Digital pens could prevent the next Avian Flu or West Nile Fever.
How's that? Yep, digital pens. You might have heard some of the growing buzz among tech writers about a new one, the Pulse from a company called Livescribe. Essentially they are devices that look like standard pens but use digital cameras, wireless positioning technology or special paper, even digital recorders to let users capture, store and transmit to their PCs whatever they have written. You can learn about the technology in detail from "Uniting the Paper and Digital Worlds," a new article in "Computing Now" from the IEEE Computing Society.
For those of us who take notes for a living, having a pen that can upload our scribbling to a computer in searchable form is a godsend. But for African farmers and herders, it's a matter of life and death.
Especially in Southern Africa, keeping livestock alive and healthy is both a struggle and an economic and human imperative. Some 60 percent of the population there depends on livestock production to survive. Not only is demand for livestock products growing within Africa, but African countries increasingly depend on livestock exports to fund development.
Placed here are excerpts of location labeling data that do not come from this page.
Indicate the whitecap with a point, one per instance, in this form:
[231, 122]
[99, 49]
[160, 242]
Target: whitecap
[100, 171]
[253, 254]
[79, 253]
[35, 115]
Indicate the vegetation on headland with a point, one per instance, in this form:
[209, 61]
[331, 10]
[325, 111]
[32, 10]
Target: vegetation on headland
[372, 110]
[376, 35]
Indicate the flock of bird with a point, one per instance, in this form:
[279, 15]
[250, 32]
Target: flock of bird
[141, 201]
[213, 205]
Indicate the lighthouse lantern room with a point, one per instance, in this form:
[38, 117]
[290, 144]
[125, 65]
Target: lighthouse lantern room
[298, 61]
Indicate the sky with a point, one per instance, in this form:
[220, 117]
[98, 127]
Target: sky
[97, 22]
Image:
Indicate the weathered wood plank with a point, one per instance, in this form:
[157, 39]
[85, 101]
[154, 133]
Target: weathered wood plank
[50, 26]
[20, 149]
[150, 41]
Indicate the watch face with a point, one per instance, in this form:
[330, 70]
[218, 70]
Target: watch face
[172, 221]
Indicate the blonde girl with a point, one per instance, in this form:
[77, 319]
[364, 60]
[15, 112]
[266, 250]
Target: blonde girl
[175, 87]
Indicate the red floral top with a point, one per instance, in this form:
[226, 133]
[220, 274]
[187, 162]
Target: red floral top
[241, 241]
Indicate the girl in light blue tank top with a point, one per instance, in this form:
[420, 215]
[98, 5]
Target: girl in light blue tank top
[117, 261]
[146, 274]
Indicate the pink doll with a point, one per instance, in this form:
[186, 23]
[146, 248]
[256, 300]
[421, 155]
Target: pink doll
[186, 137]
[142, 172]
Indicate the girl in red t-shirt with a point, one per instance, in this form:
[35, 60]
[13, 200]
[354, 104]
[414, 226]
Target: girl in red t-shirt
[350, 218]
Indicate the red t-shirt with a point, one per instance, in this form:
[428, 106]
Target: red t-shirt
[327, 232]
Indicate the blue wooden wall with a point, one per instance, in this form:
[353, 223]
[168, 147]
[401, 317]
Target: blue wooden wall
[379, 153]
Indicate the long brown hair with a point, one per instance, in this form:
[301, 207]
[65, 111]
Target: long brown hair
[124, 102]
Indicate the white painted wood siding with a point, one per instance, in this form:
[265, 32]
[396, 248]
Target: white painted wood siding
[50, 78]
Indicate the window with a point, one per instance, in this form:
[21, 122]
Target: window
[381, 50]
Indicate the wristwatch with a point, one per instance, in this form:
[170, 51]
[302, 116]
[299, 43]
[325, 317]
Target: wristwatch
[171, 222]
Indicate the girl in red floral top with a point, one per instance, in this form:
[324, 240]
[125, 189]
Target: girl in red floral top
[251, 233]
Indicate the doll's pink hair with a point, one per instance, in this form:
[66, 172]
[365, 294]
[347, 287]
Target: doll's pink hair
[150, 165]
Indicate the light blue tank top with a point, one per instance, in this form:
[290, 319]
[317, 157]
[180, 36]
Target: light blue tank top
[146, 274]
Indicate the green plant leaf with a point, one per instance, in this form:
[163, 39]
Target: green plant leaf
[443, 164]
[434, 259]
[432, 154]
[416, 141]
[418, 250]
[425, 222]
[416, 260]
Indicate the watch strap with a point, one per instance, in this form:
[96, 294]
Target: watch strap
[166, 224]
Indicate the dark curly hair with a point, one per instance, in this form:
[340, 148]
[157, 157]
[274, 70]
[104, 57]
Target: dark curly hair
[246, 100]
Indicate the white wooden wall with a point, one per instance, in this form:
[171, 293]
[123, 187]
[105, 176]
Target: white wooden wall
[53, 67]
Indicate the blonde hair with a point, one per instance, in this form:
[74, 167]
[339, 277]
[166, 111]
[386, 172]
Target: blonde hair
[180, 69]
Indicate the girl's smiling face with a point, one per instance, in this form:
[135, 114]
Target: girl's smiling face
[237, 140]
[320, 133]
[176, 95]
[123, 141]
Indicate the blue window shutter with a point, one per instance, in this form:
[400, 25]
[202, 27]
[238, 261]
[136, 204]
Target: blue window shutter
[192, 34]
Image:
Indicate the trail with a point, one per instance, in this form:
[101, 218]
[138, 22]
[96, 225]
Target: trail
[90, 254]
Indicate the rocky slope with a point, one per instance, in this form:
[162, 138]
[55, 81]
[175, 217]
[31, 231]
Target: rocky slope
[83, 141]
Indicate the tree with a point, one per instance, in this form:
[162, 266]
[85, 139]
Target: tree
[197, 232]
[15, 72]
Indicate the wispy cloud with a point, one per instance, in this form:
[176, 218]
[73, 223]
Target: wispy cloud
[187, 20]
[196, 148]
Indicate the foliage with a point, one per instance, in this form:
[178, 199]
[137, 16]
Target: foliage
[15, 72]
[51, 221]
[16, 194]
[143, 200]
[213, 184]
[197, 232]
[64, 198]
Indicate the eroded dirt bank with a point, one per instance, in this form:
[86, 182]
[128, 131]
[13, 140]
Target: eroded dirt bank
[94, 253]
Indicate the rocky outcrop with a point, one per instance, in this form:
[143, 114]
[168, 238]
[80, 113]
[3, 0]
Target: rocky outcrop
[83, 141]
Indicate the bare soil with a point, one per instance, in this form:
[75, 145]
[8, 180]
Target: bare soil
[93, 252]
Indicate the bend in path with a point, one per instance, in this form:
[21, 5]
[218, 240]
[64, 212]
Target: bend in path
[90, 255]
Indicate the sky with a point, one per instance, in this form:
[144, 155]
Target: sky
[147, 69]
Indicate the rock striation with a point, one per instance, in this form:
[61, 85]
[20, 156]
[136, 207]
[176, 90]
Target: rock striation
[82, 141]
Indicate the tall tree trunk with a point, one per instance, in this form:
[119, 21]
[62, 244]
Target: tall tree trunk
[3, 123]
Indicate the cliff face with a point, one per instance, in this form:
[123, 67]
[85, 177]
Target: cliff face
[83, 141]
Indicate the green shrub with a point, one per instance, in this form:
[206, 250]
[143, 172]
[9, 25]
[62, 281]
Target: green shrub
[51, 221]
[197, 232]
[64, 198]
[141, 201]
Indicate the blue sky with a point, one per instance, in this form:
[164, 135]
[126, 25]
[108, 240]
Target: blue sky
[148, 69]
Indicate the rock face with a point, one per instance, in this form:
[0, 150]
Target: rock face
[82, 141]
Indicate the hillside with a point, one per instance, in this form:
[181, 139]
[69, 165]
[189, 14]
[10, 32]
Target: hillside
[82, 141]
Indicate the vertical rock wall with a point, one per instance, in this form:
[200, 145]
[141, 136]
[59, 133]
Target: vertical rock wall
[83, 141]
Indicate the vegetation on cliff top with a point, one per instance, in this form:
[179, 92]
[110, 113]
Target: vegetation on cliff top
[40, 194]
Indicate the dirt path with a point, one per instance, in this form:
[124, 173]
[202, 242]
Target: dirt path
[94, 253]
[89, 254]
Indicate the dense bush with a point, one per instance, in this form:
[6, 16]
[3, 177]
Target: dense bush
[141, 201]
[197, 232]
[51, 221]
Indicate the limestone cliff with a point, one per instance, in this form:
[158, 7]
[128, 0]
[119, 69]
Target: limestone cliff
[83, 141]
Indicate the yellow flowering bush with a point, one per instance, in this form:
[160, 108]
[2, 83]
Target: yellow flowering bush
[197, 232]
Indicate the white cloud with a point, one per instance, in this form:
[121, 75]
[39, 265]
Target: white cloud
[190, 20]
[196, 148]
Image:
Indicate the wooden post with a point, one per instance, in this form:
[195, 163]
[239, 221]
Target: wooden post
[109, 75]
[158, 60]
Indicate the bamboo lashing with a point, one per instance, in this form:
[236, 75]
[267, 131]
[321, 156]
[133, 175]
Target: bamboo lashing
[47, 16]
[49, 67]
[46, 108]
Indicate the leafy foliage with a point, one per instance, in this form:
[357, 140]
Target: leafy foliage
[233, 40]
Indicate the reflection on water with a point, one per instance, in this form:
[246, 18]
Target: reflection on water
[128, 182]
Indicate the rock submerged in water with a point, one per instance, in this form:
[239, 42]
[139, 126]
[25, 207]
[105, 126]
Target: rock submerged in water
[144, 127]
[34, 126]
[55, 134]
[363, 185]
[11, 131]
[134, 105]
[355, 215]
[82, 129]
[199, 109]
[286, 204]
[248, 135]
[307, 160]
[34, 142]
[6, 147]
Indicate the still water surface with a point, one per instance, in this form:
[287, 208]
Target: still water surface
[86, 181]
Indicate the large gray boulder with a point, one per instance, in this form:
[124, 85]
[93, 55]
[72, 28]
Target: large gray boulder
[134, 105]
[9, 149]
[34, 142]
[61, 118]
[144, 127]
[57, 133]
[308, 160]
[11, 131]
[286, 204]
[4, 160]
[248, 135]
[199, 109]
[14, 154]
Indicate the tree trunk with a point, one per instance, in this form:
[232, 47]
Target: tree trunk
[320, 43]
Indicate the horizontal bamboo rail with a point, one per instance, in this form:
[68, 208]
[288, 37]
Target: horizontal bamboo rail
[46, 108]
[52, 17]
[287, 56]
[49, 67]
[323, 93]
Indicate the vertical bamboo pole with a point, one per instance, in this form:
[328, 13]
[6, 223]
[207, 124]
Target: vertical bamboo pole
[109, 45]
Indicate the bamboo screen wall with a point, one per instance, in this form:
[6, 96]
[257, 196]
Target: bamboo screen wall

But until recently, the region has lacked the means to keep livestock free from diseases that could devastate herds and flocks and, by spreading to humans, could result in pandemics. Veterinarians are few--Malawi, for example, has none in its rural areas. Transmitting data about animal health to the government was tough without Internet access or even well developed phone systems. In many cases it took months. And in that time, infections could take a terrifying toll.
In Johannesburg, South Africa, United Nations Food and Agriculture Organization Regional Emergency
Livestock Officer Fred Musisi and Phil Fong, the UN Regional Data Information Coordinator, struggled to overcome the communications problem. Fong learned of a digital pen that could transmit data via cell phone or the Internet when he faced a similar data reporting problem while working on the South African census. The pen did the trick then, so the two men applied it to the livestock crisis.
Here's how Financial Times described their experiment in a Sept. 21 story on FT.com:
The solution, provided by Xcallibre, a subsidiary of the South African company Data World, used digital pen and paper technology from Anoto that could collect the data as the workers wrote it down, and then transmit it over the mobile network to a central server. An 18-month pilot, which received funding from the South African government, was run with 35 field workers in five countries: Namibia, Zambia, Malawi, Mozambique and Tanzania.A UN Food and Agriculture Organization report quotes Musisi on the pilot program's success: “If there is a case of rabies or an outbreak of a deadly disease, a field worker can send the detailed surveillance data immediately only using a mobile. Worst case, if there is no mobile phone network nearby, the field worker has to move to a location with network or must find the nearest Internet connection. But no longer do they have to drive hours back to a capital city before the information can be confirmed."
According to the report, HIV/AIDS program workers now are mulling how to apply digital pen surveillance. Having tested the approach in countries with the toughest terrain, poorest communications infrastructure and worst conditions in Africa, Fong and Musisi expect it will be easily adopted elsewhere in the region.
And as I did in my last post about African computing ingenuity, I found myself thinking once again about how much easier it would have been to use digital pens for the 2010 Census than the handheld computers that have caused such disarray.